Lord Alton of Liverpool, the crossbench peer and human rights campaigner, said: “It is striking how quickly politicians and commentators trot out the same discredited banal narrative that the drivers for such carnage are climate change and lack of resources.“
Last year 4,650 Nigerian Christians were murdered for their faith, with a further 900 perishing violently at the hands of jihadists in the first three months of 2022.
Nigeria is rated the seventh most dangerous country in the world for Christians by the Open Doors human rights group. These Christians owe their faith to the many Catholic and Anglican missionaries from the UK and Ireland who made huge sacrifices to spread the Gospel among them, and they are surely justified if they feel they have been deserted to carry their cross alone.
It is true that the West has contributed to their suffering, but not by creating a “climate change” crisis. Rather, it started wars it couldn’t finish, it recklessly recruited and armed jihadi radicals to fight for its interests in places such as Syria and Libya, and then turned a blind eye to the vast amounts of high-grade weaponry that found its way south across the Sahara where it is deployed against black Christian civilians.
This doesn’t bother US President Joe Biden who last year decided that Nigeria should not be designated as a “Country of Particular Concern” – almost as irresponsible as unilaterally withdrawing from Afghanistan and allowing the Taliban to walk straight back into Kabul.

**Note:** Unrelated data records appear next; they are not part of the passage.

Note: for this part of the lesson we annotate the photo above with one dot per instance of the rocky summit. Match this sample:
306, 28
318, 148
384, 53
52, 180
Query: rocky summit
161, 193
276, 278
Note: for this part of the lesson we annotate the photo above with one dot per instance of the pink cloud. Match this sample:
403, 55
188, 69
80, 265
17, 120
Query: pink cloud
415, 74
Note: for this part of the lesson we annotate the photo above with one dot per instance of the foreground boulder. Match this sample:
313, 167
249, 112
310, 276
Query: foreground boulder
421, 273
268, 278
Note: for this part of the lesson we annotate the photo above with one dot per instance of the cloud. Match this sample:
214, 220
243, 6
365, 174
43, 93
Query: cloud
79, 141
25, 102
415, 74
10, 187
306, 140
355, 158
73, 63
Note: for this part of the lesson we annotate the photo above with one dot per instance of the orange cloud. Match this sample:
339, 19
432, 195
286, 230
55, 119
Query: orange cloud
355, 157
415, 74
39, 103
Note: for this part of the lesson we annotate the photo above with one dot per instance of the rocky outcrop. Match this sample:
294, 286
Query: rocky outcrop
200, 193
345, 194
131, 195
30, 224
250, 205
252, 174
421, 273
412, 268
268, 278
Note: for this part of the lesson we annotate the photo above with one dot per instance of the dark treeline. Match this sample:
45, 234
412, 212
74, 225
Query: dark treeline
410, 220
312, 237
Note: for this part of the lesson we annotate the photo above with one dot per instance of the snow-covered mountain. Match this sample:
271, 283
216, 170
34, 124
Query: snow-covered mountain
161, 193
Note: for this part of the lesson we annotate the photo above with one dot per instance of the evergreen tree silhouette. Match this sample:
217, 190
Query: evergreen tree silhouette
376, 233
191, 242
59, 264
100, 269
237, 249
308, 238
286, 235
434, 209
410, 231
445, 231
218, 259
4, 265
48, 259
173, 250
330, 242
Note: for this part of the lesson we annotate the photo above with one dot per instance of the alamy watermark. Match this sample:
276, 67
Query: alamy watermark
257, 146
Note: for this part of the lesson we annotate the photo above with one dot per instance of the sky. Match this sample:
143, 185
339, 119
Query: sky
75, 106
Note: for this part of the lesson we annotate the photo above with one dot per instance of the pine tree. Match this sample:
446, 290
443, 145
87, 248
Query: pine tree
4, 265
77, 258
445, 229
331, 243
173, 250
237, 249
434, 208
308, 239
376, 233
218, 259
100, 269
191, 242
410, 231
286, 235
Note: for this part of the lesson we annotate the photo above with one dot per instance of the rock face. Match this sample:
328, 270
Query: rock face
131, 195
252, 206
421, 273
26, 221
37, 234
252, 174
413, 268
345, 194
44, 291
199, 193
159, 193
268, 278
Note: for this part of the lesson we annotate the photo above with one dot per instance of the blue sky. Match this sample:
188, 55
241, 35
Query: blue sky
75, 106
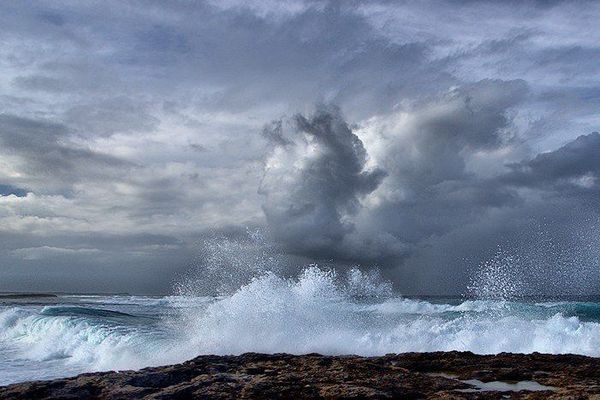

Nor is it only Nigeria and Afghanistan which have been left to fend for themselves by the leaders of the free world. Most of the nations of the Sahel – the southern shores of the Sahara Desert – have been witnessing massacres of civilians by jihadists on an unprecedented scale since the fall of Muammar Gaddafi in Libya at the hands of the rebels of the Arab Spring with the help of the UK and France.
What naïve folly it was to hope that the demise of Gaddafi would usher in a golden era of liberal democracy for North Africa. Instead, it was the catalyst for anarchy, for mass movement of migrants across the Mediterranean and for the attempted violent conquest of the non-Islamic regions on the periphery of the Sahara by Islamists who were suddenly heavily armed from the Libyan conflict and heavily indoctrinated in Salafi and Wahhabi ideology.
Countries including Mali, Chad, Burkina Faso, Mauritania and Niger have been attacked by groups like the Al-Mulathamun Battalion and by the Al Qaeda-affiliated Jama’at Nusrat al-Islam wal-Muslimin. Boko Haram has kidnapped and butchered its way across northern Nigeria and parts of Chad and Niger, but few outfits compare in ruthlessness and efficiency to the Islamic State of the Greater Sahara, which was founded in 2015. This group seeks to turn Nigeria into an Islamist state under the rule of Sharia law and spread violence to neighbouring countries including Ivory Coast, Togo and Benin.
These lands have become a front line in the struggle against Islamists who seek the destruction of Christian civilisation and the advance of their own ideology. The wars that have marked the early part of the 21st century are not over yet. But don’t expect to hear too much about them because Western politicians are uninterested in the plight of the real victims and intellectually dishonest in their analyses of the problems. They probably think they have enough on their plate with Russia.
So they prefer to pretend that every Islamist massacre is a result of something else – something fashionable like “climate change” – revealing not only their incompetence but how perilously and manifestly unfit the West has become in rising to meet the real challenges of this age.